What standardised passports and the common customs area do represent, as well as the obvious convenience, is trust in other countries. You need to rely on another country within the EU to issue passports only to those who qualify for them. Other countries within the protective Schengen ring must operate effective border controls to keep only undesirables out for your benefit and theirs. This international trust is a key foundation of trade and prosperity; at a time when trust is in short supply globally, it is to be cheered.
Now that we’ve left the European Union, we’re not just making travel more difficult for ourselves, we’re celebrating the fact with the reintroduction of the old “blue” passports. I’m not sure exactly when blue passports became the symbol of British freedom from the ‘tyranny’ of the European Union: was this a winning argument in the vote on 23 June 2016? Was it in the ‘Leave’ manifesto, or on the side of a bus? Maybe it was an afterthought – one in a long line of feel-good stories fed to the public, as the gap between those who wish we were staying in the EU and those who are overjoyed we are leaving becomes ever greater.
I don’t remember much at all about the old, pre-burgundy, passports, to be honest. I had one, of course: we all did, until they were phased out from 1988. They were bigger than the current passport, but too big for an inside jacket pocket? And were they really blue? I vaguely remember they were black.
I do recall going to France on holiday with my parents and not discovering until we got to Dover that I’d left my passport at home over 200 miles away. Also, landing at Ben Gurion airport in Tel Aviv, I forgot to ask for a temporary slip to be placed in the same passport when it received an Israeli entry stamp – thus making it useless for travel in much of the Arab world. Not happy memories.

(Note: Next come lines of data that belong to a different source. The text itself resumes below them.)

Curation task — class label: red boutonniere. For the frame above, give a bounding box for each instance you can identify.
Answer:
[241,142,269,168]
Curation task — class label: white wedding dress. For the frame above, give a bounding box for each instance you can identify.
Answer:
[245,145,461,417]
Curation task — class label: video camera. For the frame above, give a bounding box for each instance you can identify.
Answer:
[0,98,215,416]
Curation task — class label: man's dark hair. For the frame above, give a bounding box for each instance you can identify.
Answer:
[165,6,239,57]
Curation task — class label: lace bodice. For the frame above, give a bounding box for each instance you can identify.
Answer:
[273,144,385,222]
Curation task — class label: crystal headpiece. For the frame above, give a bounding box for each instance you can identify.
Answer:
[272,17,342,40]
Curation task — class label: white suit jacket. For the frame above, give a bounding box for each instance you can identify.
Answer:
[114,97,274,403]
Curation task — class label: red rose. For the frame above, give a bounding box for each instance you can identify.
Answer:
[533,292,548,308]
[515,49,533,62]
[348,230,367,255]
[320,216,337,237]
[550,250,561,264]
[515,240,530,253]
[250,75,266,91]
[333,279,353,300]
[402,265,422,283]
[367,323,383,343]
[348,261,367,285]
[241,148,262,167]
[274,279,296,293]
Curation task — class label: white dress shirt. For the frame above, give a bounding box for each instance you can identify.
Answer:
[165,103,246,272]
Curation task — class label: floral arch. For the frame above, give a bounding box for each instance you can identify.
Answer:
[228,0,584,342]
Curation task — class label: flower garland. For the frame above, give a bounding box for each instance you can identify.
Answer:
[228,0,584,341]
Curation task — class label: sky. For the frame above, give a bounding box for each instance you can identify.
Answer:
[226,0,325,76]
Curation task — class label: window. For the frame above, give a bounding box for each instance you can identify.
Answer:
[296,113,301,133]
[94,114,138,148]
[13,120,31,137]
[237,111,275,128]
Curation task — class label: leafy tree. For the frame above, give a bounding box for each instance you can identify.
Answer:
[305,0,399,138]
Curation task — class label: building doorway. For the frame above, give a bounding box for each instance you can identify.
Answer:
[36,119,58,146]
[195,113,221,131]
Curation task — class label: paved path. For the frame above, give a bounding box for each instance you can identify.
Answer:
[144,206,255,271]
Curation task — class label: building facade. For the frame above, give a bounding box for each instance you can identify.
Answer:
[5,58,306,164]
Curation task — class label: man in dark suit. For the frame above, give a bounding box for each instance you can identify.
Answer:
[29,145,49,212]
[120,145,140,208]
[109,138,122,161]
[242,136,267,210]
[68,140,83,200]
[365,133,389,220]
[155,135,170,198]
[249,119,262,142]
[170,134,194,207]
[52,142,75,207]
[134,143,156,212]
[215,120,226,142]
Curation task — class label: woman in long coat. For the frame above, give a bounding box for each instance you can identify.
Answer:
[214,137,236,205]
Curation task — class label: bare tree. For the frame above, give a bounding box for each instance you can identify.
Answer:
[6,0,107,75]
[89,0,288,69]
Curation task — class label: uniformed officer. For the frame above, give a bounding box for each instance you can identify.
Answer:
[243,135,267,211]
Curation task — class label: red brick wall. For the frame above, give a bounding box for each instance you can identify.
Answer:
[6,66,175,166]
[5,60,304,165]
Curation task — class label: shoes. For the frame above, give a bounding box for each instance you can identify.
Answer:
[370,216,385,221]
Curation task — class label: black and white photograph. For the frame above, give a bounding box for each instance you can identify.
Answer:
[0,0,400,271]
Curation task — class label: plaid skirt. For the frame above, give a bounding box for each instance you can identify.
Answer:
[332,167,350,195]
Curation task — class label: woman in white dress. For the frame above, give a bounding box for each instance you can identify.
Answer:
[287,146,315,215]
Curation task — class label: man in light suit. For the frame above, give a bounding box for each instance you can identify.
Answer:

The blue passports aren’t a good thing: they also mean we are likely to slip further down the next Individual Passport Power Index, though clearly nowhere near those countries miserably at the bottom. Indeed, many have recognised the weakening of the British passport, hence the frantic search for half-remembered Irish connections now that their passport is more powerful than ours.
We are a long way from being in the unhappy situation many non-European citizens find themselves, of course. But why celebrate making life more difficult?
Most British citizens will never experience the degree of suspicion and discrimination holders of ‘weaker’ passports experience every day. We should recognise and respect the privileges we had as members of the European Union; losing them is not just an inconvenience, it is something to mourn rather than celebrate.
Celebration is more than inappropriate: it’s disrespectful to those who have never had such privileges, and who never will.